Ahead of its I/O Developer conference next week, Google announced that its artificial-intelligence-fused Google Assistant is now connected to more than 5,000 devices in the home, up from 1,500 in January.
The idea is that you'll be able to summon the Google Assistant and issue voice commands, to preheat the oven, see who is at your front door, or dim the lights. The list of cloud-connected smart home products where the Google Assistant has an increased presence includes cameras, thermostats, security systems, vacuums, washers, and air conditioners.
Of course, with the smart home rapidly emerging as one of the next key battlegrounds for tech, this very same vision is being laid out by Amazon with Alexa, Apple through HomeKit and Siri, Microsoft with Cortana, and Samsung via SmartThings and Bixby.
All these companies still must persuade consumers that they need to buy a connected washer, AC or even smart bulbs, not the easiest task.
Setting up myriad smart home devices is still more complicated than it needs to be.
And the public may also understandably be reluctant to have the biggest tech companies compile yet more information on their daily life.
Google's vice president for product and design for the Google Assistant, Nick Fox, says that Google doesn't share Google Assistant data with partners or advertisers.

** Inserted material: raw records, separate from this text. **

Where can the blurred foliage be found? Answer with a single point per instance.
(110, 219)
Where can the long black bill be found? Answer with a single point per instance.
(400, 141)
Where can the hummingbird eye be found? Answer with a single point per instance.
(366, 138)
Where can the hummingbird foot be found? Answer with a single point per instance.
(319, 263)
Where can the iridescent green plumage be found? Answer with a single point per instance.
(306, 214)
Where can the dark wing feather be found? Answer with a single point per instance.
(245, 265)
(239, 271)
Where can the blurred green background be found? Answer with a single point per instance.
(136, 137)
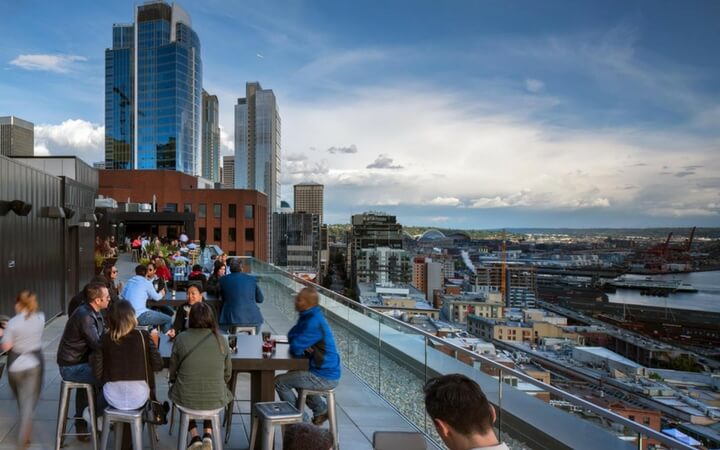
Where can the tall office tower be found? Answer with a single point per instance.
(153, 92)
(17, 137)
(372, 230)
(298, 240)
(257, 148)
(210, 138)
(309, 198)
(228, 172)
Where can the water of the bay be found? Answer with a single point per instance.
(707, 298)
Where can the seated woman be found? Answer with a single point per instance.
(200, 370)
(182, 313)
(213, 283)
(126, 363)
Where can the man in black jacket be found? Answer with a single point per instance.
(80, 338)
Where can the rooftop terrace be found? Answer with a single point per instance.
(385, 364)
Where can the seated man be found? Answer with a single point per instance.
(312, 337)
(240, 296)
(80, 338)
(462, 415)
(137, 291)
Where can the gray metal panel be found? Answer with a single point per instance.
(31, 247)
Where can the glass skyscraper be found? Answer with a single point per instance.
(153, 92)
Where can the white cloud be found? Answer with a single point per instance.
(445, 201)
(534, 86)
(49, 63)
(71, 137)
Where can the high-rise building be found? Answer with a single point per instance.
(228, 172)
(210, 142)
(297, 240)
(373, 230)
(257, 148)
(257, 143)
(153, 92)
(17, 137)
(308, 198)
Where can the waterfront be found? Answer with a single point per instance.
(707, 298)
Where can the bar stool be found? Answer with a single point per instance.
(66, 387)
(271, 414)
(134, 418)
(187, 414)
(329, 395)
(233, 384)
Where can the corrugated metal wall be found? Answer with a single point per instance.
(31, 247)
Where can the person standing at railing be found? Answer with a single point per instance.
(311, 337)
(240, 295)
(461, 413)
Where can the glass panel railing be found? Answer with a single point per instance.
(395, 359)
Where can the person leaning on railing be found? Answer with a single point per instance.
(461, 413)
(311, 337)
(22, 338)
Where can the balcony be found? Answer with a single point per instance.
(385, 364)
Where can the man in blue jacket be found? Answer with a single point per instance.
(240, 295)
(311, 337)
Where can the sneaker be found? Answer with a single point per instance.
(207, 442)
(195, 443)
(81, 428)
(320, 419)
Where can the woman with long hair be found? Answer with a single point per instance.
(213, 283)
(23, 340)
(200, 370)
(126, 363)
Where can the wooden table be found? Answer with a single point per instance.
(249, 358)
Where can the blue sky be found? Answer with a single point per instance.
(469, 114)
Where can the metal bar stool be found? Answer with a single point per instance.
(271, 414)
(66, 387)
(329, 395)
(187, 414)
(233, 384)
(134, 418)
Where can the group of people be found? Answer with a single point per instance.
(102, 345)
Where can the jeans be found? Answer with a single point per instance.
(302, 379)
(151, 317)
(26, 388)
(82, 373)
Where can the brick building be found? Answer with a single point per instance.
(234, 219)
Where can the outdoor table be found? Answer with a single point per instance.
(249, 358)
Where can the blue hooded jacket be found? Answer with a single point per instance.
(312, 331)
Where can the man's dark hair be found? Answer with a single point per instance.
(235, 265)
(93, 291)
(458, 401)
(304, 436)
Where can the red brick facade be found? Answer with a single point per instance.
(178, 190)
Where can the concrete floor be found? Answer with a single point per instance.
(360, 410)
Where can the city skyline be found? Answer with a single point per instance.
(475, 116)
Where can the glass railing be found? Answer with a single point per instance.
(395, 359)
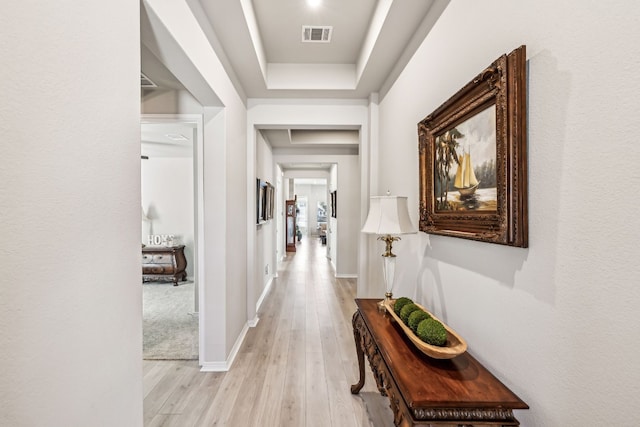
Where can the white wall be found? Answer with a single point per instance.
(345, 230)
(265, 265)
(159, 101)
(70, 301)
(333, 222)
(556, 322)
(167, 199)
(314, 193)
(327, 114)
(223, 305)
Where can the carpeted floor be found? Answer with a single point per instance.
(170, 323)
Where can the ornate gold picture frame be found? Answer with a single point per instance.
(473, 158)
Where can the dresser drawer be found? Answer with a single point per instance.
(158, 269)
(161, 263)
(157, 259)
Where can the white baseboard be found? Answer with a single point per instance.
(226, 365)
(253, 322)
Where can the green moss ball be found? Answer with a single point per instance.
(432, 332)
(407, 310)
(415, 318)
(401, 302)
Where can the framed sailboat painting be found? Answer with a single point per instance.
(473, 158)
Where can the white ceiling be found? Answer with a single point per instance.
(260, 44)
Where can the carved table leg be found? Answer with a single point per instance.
(355, 389)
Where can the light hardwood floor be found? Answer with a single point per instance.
(295, 368)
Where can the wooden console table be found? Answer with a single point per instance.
(160, 263)
(423, 391)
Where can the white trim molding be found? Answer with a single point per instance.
(226, 365)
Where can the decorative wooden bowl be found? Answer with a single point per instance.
(455, 344)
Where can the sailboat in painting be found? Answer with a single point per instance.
(465, 182)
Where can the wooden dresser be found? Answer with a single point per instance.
(164, 263)
(424, 391)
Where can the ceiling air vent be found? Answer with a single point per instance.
(312, 34)
(146, 82)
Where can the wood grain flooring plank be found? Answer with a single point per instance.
(295, 368)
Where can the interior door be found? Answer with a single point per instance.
(290, 225)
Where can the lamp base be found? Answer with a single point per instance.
(381, 304)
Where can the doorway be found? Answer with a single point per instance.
(170, 199)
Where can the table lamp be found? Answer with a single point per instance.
(388, 217)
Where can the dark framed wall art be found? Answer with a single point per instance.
(473, 158)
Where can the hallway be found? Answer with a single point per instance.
(294, 368)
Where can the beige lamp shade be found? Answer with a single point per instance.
(388, 215)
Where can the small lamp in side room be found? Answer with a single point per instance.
(388, 217)
(145, 218)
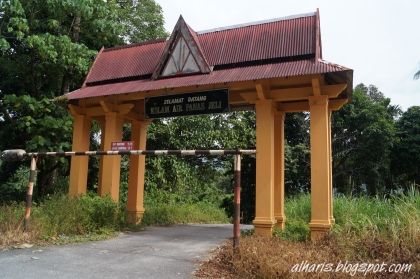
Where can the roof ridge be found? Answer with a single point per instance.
(259, 22)
(149, 42)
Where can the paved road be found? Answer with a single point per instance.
(157, 252)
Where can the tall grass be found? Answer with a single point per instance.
(167, 214)
(366, 230)
(59, 217)
(63, 219)
(392, 219)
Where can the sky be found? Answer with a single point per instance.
(379, 40)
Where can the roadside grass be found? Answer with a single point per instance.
(169, 214)
(366, 230)
(60, 219)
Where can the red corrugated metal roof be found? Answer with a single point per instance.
(285, 69)
(275, 48)
(280, 38)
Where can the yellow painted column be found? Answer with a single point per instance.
(264, 207)
(330, 169)
(279, 169)
(320, 164)
(135, 208)
(79, 164)
(111, 165)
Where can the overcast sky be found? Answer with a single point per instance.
(379, 40)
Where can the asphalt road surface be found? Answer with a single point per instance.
(157, 252)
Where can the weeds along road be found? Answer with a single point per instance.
(156, 252)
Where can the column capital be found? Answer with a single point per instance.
(318, 100)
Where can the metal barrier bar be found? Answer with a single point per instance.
(19, 154)
(32, 179)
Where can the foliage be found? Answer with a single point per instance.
(46, 49)
(167, 214)
(363, 137)
(59, 217)
(406, 154)
(367, 230)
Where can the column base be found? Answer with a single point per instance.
(134, 217)
(264, 227)
(280, 222)
(319, 230)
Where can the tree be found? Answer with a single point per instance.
(406, 154)
(363, 137)
(46, 49)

But Google Assistant queries are treated like search queries, so they may be used to influence the ads you see.
Google announced that the Google Assistant will turn up on Dish Hopper set-top boxes later this month, and listed numerous other partners that will add or expand the Assistant, a roster that includes Logitech Harmony remote controls, smart lights from ADT, Xiaomi, and IKEA, window treatments from Hunter Douglas, air conditioners and humidifiers from Hisense, televisions and other appliances from LG, and security cameras, alarms and door locks, from Arlo, ADT, First Alert, Vivint, August, Schlage, and Panasonic.